7. There's a burning desire for fire. More cooks are using it and loving it. Francis Mallmann, of Argentina, grilled oranges stuck with rosemary and sprinkled with sugar, Magnus Nilsson stuck a whole bone on coals, and sawed it open for the marrow as he does in the dining room of his remote restaurant. Mallmann urged cooks not to toss and turn meat on a grill, but to leave it be. His love of fire is part of a broader philosophy: ''All of us have to spend more time outside, children have to spend half the day outside, to learn the language of the wind, the clouds and smoke. It will make them better adults.''

8. Octopus and crab are the go-to seafoods. Ben Shewry said he and David Chang agreed crab is ''one of the most amazingly beautiful products we have to work with in Australia''. Shewry dispatches them humanely by lowering their body temperature to about 2 degrees, then spiking them behind the ''head'' with a knife. Los Angeles chef Jon Shook (Animal restaurant) rhapsodised about our baby octopus.

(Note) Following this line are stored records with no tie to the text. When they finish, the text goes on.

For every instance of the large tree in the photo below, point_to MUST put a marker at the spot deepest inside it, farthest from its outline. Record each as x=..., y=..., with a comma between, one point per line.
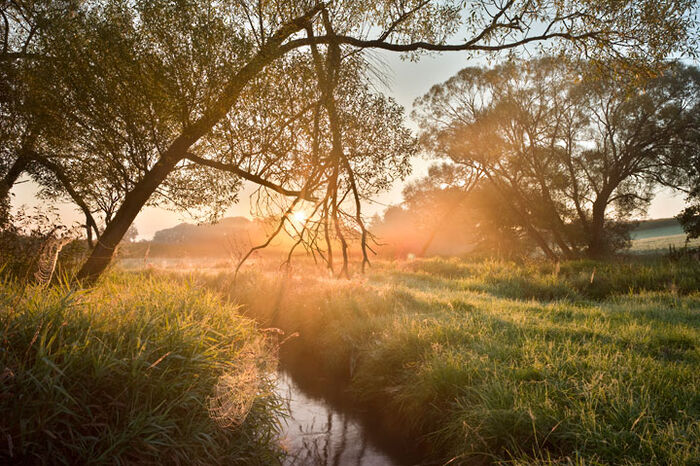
x=563, y=150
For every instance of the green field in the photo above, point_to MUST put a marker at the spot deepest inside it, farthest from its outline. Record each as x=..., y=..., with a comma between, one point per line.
x=475, y=362
x=498, y=362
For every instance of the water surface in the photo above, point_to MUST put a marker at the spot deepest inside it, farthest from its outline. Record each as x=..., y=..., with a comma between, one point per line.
x=318, y=433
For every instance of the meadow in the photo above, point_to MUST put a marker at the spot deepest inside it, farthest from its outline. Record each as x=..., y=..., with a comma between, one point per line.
x=492, y=362
x=473, y=362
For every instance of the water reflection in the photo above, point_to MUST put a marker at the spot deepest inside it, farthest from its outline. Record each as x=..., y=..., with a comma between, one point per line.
x=317, y=434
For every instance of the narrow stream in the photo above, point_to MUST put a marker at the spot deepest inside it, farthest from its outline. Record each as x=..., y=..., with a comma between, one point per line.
x=319, y=432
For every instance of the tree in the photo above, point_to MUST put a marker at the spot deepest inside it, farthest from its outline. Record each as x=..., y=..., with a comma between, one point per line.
x=561, y=149
x=196, y=59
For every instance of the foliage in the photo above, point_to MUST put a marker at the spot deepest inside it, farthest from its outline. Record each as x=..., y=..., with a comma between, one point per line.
x=116, y=105
x=125, y=372
x=570, y=157
x=500, y=363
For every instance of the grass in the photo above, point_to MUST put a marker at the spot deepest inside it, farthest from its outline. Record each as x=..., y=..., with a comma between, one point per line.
x=141, y=369
x=499, y=362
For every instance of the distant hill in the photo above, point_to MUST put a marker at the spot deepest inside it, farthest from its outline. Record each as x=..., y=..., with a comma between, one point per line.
x=215, y=232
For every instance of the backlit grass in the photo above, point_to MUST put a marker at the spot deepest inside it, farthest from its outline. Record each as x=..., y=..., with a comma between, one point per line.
x=125, y=374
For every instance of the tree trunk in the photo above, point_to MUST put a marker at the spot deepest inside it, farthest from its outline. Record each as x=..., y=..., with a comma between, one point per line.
x=10, y=178
x=597, y=247
x=597, y=243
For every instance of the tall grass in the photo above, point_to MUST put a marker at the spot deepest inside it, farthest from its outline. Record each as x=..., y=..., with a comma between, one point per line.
x=140, y=369
x=492, y=362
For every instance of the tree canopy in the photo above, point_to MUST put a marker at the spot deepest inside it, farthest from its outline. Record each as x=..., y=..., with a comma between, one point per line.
x=118, y=104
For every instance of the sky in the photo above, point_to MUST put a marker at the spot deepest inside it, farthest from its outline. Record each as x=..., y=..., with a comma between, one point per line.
x=405, y=81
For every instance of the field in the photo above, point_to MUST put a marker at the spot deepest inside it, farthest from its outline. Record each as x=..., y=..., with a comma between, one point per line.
x=140, y=370
x=473, y=362
x=496, y=362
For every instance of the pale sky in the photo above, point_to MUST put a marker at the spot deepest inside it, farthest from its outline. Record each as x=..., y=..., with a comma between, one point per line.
x=407, y=81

9. I do not want to be a chef. Ben Shewry described the first years of his career, working 100 hours a week, his fingers bleeding under the nails from scrubbing dishes. Gabrielle Hamilton, of New York's Prune restaurant, said, ''The biggest mistake people make is saying, 'I want to be a chef because I love to cook.' You should not go into a restaurant for that reason. You do it because you have a strange work ethic, you love to put systems in place, you like to create order from chaos.''

10. The future of food is rotten. David Chang (Momofuku in New York and, soon, in Sydney) says managing microbes will be the next food frontier. Mould, fermentation and bacteria have the potential to transform what we eat, in a good way, from aged steak to locally made soy. He's working with two Harvard microbiologists to understand microbes better.

11. Marinades are bad. The charismatic Frances Mallmann, Argentinian king of the barbecue, opened his session declaring, ''I hate marinades''. His objection was that they change the taste of the primary ingredients. He prefers to add other flavours at the table, such as sauce, ''so the flavours have a little fight inside the mouth''. To explain further, he used pumpkin soup as an example. ''After three mouthfuls soup is boring, but if you then have a crunchy galette … mmmm.''

12. Bloody Mary for entree. At my next dinner party (or breakfast, or brunch) I'm serving guests Bloody Marys as an entree. Gabrielle Hamilton has nearly a dozen on her brunch list. She serves them with skewers dangling off the side, perhaps pickles (turnips, brussels sprouts, beans) or smoked peppers, or olives, or anchovies. You may even get a beef jerky swizzle stick. The ''Danish'' comes with aquavit, the ''Mariner'' with clam juice, ingredients dance from wasabi to horseradish to beef stock. They're best chased with a small beer.